The more we keep digging, the less we want answers! From just last week…
In terms of optics, it’s a terrible time for all these hacks. Cryptocurrency is under direct assault by Washington DC, so we really have to step up our game. We choose to build a decentralized permissionless financial system not because it’s easy, but because it’s hard.
So it’s a great time to review basic security.
To be honest, safety is one of the reasons I found myself interested in Curve in the first place. I tend to be overly cautious with my money, which makes me slow to jump into opportunities, but at least I’ve avoided rugs to date. When I was first considering Curve, I spent a ton of time digging into all aspects of the site’s construction. I sat on the sidelines observing for several months to look for red flags.
What I found was a team overly obsessed with user safety. Extensive care to build systems that protected their users. Extremely robust unit testing on all contracts. The team building with and contributing to Vyper, a language extremely similar to Solidity but with some seemingly pedantic improvements to security. But when it comes to securing billions of dollars worth of funds with no major security issues to date, one can’t really be too pedantic.
This safety obsession was on full display in recent days. Independent monitor @DeFiSafety did an initial review and gave Curve an 80%. That’s about a B-?!? The complaint was about a lack of timelocks, which didn’t make a ton of sense.

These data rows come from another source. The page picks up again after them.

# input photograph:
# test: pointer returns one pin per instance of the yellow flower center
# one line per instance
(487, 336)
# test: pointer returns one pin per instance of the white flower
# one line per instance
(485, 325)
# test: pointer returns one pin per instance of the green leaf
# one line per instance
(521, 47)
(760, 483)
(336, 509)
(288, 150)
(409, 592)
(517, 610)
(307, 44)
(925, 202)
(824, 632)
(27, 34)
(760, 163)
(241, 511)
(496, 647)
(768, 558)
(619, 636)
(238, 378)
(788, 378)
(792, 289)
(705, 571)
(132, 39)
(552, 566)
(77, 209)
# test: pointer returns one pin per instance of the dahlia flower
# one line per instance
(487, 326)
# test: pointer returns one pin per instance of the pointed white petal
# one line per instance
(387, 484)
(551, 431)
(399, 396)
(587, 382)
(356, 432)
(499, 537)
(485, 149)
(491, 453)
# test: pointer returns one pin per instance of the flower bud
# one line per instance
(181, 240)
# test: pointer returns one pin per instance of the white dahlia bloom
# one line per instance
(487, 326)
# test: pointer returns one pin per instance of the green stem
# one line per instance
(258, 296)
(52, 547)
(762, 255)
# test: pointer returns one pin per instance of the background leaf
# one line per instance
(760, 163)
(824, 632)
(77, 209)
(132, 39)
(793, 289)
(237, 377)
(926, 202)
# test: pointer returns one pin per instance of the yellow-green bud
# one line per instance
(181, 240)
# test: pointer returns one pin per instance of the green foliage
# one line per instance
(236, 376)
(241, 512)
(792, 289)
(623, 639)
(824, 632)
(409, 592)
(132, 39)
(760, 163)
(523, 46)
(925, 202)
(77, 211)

Curve could have just let it slide, contenting itself with the best track record in all DeFi. Instead, they undertook to an epic thread, detailing the extraordinary safety measures the team has in place and publicly schooling the auditors about security.
Perhaps realizing their auditors knew less on this subject than Curve, they bumped the grade up to a low A.
This is still a lowball mark to be honest, mostly due to this misunderstanding:
IMHO it reflects poorly on DeFiSafety that they are seemingly unaware of how to download any Curve repository from Github, type brownie test —-network mainnet-fork
into their console, and then marvel at the time and attention Curve spends to achieve nearly 100% test coverage. Here you go, here’s a test report for you!
Watch the Curve Brownie Tutorial and learn why publishing test reports is markedly inferior to allowing everybody to easily replicate the test report themselves! So if anybody reads the laughable claim that there is no “test report evident,” note that this really just amounts to an epic self-own on DeFi Safety’s part.
Still, when it comes to grading safety, it’s better to err on the side of caution. At any rate, Curve appears to have stopped pressing the argument so we shall too.
Plus, credit to DeFi Safety for taking the time to have these discussions. Particularly because a number of scammers use a similar approach, but seeking to extort a payoff. It’s nice that DeFi Safety is doing this for seemingly good reasons. Hopefully they know if they want to talk about safety they can chat with Curve anytime.
What normies should take away from the discussion is mostly the high value the Curve team places on security. Consider the public reaction of these two “competing” protocols to this report and ask yourself which has earned more trust, the one that fought back scathingly at the suggestion of a B, or the one that shrugged off an F?
With so many hacks, it’s definitely worth stepping up and seeing what we can all do to make this space safe for all!